C Liu, A Razack, A Syed, A Wan
Feb 6, 2018
Introduction to StatCan:
Statistics Canada is a Canadian organization that collects and analyzes information on population demographics, resources, the economy, society, and culture.
Their mission: “Serving Canada with high-quality statistical information that matters.”
A few notes on how they collect information:
- There are hundreds of active surveys on all sorts of topics at any given time.
- Census data is collected every five years with the latest being in 2016, so it is fairly up-to-date.
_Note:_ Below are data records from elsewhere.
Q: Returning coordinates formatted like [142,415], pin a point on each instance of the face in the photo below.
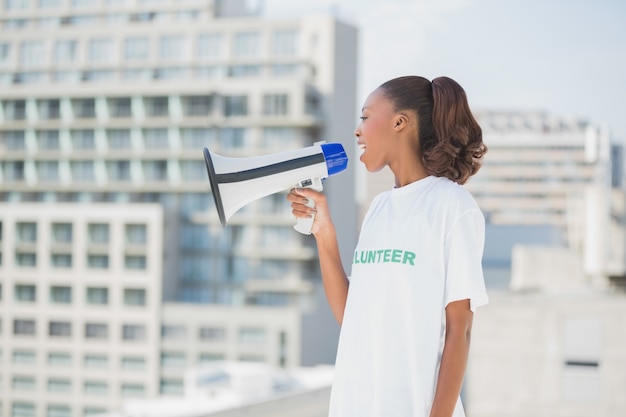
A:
[375,130]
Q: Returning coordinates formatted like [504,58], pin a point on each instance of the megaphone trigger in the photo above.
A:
[305,224]
[236,182]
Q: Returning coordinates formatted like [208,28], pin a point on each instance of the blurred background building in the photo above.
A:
[117,281]
[115,273]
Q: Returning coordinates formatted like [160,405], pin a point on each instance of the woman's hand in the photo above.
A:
[299,197]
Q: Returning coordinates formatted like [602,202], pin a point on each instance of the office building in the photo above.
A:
[105,106]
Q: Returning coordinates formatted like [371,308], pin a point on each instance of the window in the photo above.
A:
[61,232]
[23,327]
[98,296]
[59,385]
[155,170]
[118,170]
[197,105]
[26,260]
[118,139]
[49,109]
[172,360]
[20,409]
[83,171]
[60,295]
[275,104]
[252,335]
[155,139]
[94,411]
[133,332]
[246,45]
[211,357]
[96,331]
[96,361]
[32,53]
[136,48]
[48,140]
[135,262]
[232,138]
[85,108]
[285,43]
[26,232]
[13,140]
[96,387]
[48,171]
[157,106]
[101,50]
[120,107]
[5,50]
[49,4]
[193,170]
[59,359]
[197,138]
[213,334]
[136,234]
[98,261]
[13,171]
[171,387]
[235,105]
[172,48]
[278,137]
[25,293]
[59,411]
[244,70]
[23,383]
[173,331]
[134,297]
[133,363]
[133,390]
[60,329]
[24,357]
[65,52]
[98,233]
[15,109]
[208,46]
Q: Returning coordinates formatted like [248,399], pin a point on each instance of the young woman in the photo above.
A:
[406,311]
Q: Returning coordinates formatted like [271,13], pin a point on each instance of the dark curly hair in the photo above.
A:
[450,139]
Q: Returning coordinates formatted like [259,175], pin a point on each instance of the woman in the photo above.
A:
[406,311]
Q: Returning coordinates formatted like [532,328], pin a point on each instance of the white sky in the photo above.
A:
[567,57]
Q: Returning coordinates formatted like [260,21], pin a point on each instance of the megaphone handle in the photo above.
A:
[304,224]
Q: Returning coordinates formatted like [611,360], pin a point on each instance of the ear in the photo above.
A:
[400,121]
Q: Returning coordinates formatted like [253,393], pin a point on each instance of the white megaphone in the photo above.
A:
[236,182]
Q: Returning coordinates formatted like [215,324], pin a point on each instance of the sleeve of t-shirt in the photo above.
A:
[463,260]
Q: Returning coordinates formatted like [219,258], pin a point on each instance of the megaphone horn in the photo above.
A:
[236,182]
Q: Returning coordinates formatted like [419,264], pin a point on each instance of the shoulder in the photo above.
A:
[454,196]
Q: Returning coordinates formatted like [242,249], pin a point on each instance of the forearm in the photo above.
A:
[333,275]
[452,369]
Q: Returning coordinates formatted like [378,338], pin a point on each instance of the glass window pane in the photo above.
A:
[32,53]
[65,52]
[101,50]
[136,48]
[172,47]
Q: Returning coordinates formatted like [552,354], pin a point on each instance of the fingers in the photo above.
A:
[300,198]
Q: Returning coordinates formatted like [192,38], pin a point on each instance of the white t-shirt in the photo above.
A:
[420,248]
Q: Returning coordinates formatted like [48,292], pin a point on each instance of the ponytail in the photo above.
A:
[450,139]
[458,149]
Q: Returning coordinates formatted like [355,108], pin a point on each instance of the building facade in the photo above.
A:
[105,107]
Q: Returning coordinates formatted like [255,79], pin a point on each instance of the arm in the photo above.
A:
[333,275]
[454,359]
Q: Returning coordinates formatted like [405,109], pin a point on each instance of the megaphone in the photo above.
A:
[236,182]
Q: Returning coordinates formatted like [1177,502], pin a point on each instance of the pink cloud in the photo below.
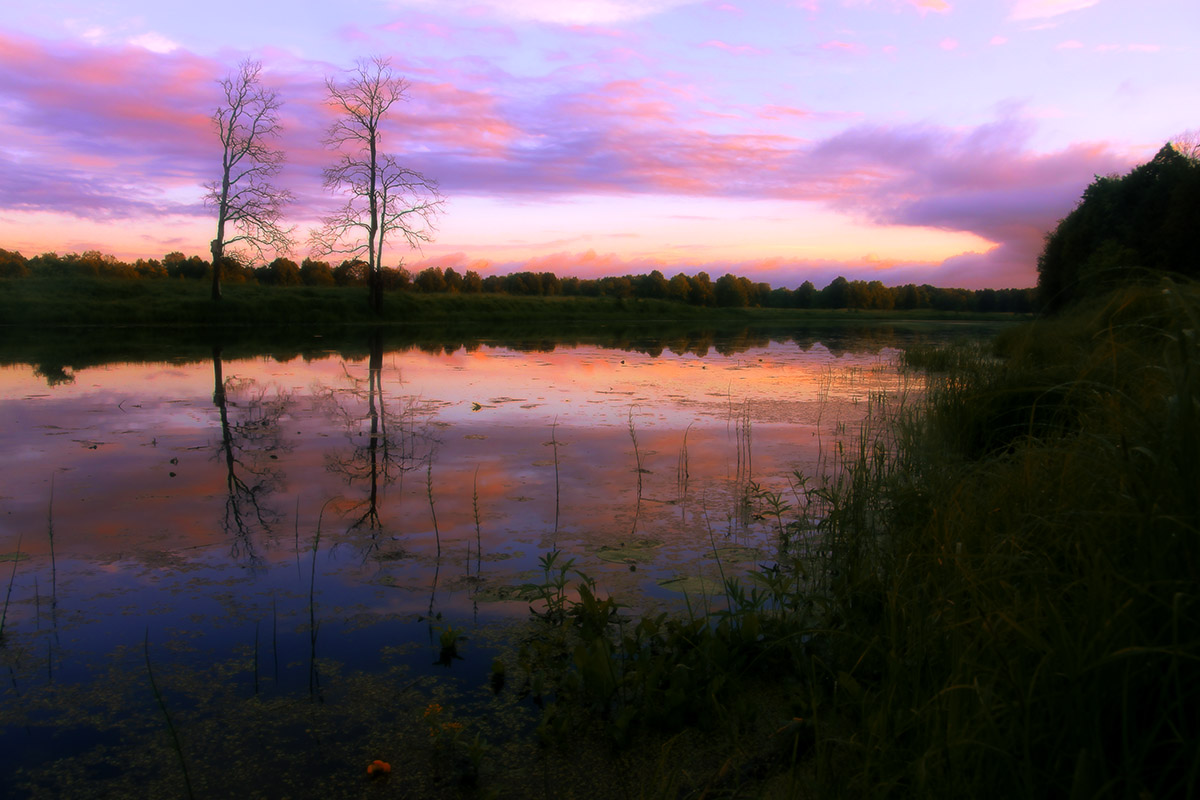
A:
[844,47]
[737,49]
[925,6]
[113,131]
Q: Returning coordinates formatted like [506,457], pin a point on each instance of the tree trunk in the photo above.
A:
[217,256]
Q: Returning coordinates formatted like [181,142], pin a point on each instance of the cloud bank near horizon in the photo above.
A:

There are a lot of intricacies to combing through census information, as with any database, so here is a link with search help tips: http://www.bac-lac.gc.ca/eng/census/Pages/census.aspx.
The homepage has quick links to important economic information like the quarterly population estimate, consumer price index, unemployment rate, etc. (Fig 1).
For example, under Key indicators, one can select Unemployment rate (Fig 2). This will open the page containing information on the labour force as of the date listed at the top of the page. Here, there will be a written report detailing the un/employment rates by region, different age groups, and some details on different industries. There are also line graphs displaying the employment and unemployment rates for the country for the past (approx.) five years (Fig 3 and 4).
Also on this page is a breakdown of the unemployment rate by province in bar graph format (Fig 5).
Clicking on the images will show an interactive graph as well as the raw data (below the graph) from which it was made. An image of the graph can be saved by clicking the button above the graph and saving the resulting image or the data can be saved in .csv format (button also above the graph) to be manipulated using other software.
CANSIM and searching for data:
Back on the homepage, there are many links to browse by subjects: Aboriginal peoples, agriculture, etc. as well as additional links further below that lead to other important resources for data.
CANSIM (CANadian Socioeconomic Information Management system) is a database of socioeconomic information that has been generated from numerous surveys and is updated daily (Fig 6 and 7).
Let’s imagine that a person has a new biotechnological application that makes use of soybeans and is looking to build a new facility in Canada in a convenient location where there are a lot of soybeans. How would one go about determining what a good location would be?
Searching soybeans in CANSIM will bring up a list of tables that contain information on soybeans (Fig 8 and 9). Take a look at the titles. Clicking on the Description link will give more information on that specific table while clicking on the Table code link will open up the table containing the data.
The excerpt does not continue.